Mais, depuis la loi de 2016 votée par Abou Dhabi, ces riches détenteurs d’animaux sauvages se méfient des réseaux sociaux. Ils se font plus discrets, ne partagent plus systématiquement des vidéos de tigres ou de guépards promenés au bout d’une laisse dans les rues des pétromonarchies. Ils privilégient l’application Snapchat comme plateforme de revente, car les annonces ne restent en ligne que vingt-quatre heures. « Nous essayons de plaider auprès des plateformes de réseaux sociaux pour qu’ils retirent ces contenus », souligne Patricia Tricorache.

« Seuls quelques guépards atteignent l’âge adulte dans ces zoos privés en raison des mauvaises conditions et du manque de connaissance des collectionneurs », explique l’enquêtrice, qui a pu se rendre dans plusieurs établissements aux Emirats arabes unis. Elle y a surtout observé des cages minuscules et vétustes, et des repas non adaptés aux régimes des fauves. « Lorsque les guépards sont trop malades et jugés irrécupérables, il arrive tout simplement que les propriétaires les achèvent », lâche Chris Wade, le directeur du Cheetah Conservation Fund, en mimant une exécution au pistolet.
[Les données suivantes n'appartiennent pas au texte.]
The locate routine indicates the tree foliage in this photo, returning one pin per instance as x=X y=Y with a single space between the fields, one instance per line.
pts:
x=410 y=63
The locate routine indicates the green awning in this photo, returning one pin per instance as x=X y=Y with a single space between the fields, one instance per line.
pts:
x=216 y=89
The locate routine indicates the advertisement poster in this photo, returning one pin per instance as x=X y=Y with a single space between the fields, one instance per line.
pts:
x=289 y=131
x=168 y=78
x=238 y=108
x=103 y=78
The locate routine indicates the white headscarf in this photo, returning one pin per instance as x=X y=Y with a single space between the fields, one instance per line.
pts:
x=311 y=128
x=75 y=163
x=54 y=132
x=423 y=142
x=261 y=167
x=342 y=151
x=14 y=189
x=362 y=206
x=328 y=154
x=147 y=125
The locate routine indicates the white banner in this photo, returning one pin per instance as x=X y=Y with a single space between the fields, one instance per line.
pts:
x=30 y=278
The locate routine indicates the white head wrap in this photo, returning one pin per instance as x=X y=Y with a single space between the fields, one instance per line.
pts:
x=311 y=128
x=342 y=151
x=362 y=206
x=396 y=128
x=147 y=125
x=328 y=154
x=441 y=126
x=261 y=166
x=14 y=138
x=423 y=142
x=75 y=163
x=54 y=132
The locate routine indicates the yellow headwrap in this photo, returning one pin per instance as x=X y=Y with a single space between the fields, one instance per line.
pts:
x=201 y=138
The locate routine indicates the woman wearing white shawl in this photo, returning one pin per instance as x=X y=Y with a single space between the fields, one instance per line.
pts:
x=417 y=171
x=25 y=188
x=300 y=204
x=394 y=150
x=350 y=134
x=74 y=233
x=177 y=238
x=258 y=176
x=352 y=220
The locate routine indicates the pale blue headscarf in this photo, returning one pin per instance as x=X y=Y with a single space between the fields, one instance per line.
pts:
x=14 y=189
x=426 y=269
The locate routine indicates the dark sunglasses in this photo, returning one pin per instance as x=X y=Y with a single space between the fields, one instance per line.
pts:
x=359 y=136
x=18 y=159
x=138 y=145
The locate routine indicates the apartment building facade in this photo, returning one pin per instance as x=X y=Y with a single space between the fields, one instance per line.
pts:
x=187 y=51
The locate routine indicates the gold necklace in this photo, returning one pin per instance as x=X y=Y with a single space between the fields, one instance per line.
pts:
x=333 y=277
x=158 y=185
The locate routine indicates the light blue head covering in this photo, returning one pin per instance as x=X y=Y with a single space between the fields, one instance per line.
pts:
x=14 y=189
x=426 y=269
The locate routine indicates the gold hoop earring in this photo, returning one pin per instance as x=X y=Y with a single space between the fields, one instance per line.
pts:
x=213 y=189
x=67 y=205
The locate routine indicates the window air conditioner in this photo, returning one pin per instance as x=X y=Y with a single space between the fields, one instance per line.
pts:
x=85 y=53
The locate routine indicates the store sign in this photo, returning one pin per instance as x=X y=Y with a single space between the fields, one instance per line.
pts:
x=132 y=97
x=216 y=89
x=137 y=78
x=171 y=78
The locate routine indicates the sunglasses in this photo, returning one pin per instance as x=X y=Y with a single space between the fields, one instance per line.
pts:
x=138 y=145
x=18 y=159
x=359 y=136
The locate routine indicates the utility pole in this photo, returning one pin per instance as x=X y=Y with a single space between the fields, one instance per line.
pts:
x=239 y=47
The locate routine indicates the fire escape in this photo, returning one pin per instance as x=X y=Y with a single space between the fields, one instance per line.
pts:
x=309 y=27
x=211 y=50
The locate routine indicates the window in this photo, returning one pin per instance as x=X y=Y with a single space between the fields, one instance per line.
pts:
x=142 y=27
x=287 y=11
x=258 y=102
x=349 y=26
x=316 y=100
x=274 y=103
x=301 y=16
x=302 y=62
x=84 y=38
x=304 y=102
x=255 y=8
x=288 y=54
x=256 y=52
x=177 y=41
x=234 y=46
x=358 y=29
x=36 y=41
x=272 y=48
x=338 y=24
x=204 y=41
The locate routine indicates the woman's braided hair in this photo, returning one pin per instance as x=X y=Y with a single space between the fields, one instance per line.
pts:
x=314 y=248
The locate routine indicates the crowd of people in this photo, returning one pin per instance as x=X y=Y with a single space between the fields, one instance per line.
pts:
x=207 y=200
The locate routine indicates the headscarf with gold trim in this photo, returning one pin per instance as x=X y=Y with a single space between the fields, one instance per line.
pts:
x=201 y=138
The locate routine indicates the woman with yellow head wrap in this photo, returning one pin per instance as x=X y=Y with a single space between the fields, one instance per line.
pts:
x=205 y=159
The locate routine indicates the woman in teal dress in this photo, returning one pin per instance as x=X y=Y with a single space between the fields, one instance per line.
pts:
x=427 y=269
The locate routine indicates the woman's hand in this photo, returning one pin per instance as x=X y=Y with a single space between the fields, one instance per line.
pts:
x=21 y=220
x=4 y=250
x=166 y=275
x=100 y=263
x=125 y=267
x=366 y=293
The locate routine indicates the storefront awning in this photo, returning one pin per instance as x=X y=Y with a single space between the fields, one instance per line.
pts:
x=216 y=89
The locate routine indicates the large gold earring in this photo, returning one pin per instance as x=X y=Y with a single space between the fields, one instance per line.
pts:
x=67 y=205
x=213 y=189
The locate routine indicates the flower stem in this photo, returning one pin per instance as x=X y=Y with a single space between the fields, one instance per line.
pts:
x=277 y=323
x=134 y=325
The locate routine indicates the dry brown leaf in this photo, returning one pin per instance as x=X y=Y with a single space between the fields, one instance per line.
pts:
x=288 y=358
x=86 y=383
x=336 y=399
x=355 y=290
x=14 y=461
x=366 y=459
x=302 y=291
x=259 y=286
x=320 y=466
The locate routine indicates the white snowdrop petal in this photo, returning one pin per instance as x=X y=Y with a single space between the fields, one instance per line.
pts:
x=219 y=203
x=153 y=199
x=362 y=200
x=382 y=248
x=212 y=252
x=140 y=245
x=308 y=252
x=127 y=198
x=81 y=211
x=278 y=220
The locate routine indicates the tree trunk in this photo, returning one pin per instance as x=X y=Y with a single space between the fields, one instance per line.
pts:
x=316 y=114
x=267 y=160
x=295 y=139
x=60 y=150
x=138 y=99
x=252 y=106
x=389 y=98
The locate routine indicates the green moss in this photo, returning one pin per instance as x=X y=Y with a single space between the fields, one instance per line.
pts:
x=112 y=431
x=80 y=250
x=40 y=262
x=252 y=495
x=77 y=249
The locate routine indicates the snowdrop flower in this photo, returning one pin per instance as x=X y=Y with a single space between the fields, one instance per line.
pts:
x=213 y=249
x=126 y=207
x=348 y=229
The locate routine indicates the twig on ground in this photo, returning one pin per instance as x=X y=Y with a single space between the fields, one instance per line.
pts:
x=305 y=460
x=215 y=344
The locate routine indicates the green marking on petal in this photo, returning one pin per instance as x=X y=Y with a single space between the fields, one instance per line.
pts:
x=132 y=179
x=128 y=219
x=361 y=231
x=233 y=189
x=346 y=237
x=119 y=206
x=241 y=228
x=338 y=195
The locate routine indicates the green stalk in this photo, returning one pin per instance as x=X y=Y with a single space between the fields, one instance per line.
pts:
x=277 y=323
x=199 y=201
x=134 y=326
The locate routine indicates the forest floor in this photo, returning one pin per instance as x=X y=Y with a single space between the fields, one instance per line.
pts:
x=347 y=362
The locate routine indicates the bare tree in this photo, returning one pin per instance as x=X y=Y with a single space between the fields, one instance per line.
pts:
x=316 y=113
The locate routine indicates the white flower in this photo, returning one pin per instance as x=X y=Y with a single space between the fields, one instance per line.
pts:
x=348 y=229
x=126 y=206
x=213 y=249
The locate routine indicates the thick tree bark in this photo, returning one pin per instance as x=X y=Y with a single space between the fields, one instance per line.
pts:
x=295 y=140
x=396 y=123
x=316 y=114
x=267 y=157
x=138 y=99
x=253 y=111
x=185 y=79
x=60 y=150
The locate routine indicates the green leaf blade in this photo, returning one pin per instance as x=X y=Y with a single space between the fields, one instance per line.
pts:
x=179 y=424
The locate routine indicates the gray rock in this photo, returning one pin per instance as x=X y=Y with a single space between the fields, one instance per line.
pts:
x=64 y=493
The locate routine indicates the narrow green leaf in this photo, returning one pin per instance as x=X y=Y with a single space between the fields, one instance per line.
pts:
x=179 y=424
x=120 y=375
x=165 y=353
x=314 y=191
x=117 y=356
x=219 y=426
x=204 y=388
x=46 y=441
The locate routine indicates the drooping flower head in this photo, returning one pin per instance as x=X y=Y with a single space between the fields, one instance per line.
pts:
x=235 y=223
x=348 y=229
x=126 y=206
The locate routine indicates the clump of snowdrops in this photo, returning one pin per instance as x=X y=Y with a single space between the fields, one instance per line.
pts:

« La seule solution pour mettre fin à ce trafic est d’arrêter les acheteurs dans le Golfe, car le facteur de la pauvreté au Somaliland, lui, n’est pas près de disparaître », estime Patricia Tricorache. Le chercheur Daniel Stiles est plus pessimiste : « Le commerce illégal de guépards ne s’arrêtera qu’une fois que l’espèce s’éteindra dans la Corne de l’Afrique. » Et encore, certains experts redoutent que l’appétit des collectionneurs se porte à l’avenir sur le Kenya et la Tanzanie – signataires du Cites –, pays dans lesquels vivraient aujourd’hui 2 200 guépards.

En Afrique du Sud (l’Afrique australe est le principal bassin de peuplement des guépards, qui y sont environ 4 300), le trafic prend d’autres formes. En principe, des permis Cites sont délivrés pour la vente de guépards supposément nés en captivité dans des centres d’élevage agréés. Sauf que les trafiquants profitent des failles du système : des animaux sauvages sont capturés dans la nature puis enregistrés comme nés en captivité afin d’être exportés légalement. Une autre façon de blanchir le commerce de félins en direction du Golfe. Les pétromonarchies servent aussi désormais de zone de transit vers l’Asie du Sud, où le zoo privé de Vantara, dans l’Etat indien du Gujarat, est devenu, en quelques années, le plus grand parc animalier au monde, avec 52 000 oiseaux, reptiles, amphibiens et mammifères. Y compris des guépards. L’appétit insatiable de son propriétaire, Mukesh Ambani, l’homme le plus riche d’Asie, est une nouvelle menace pour les guépards d’Afrique, au bord de l’extinction.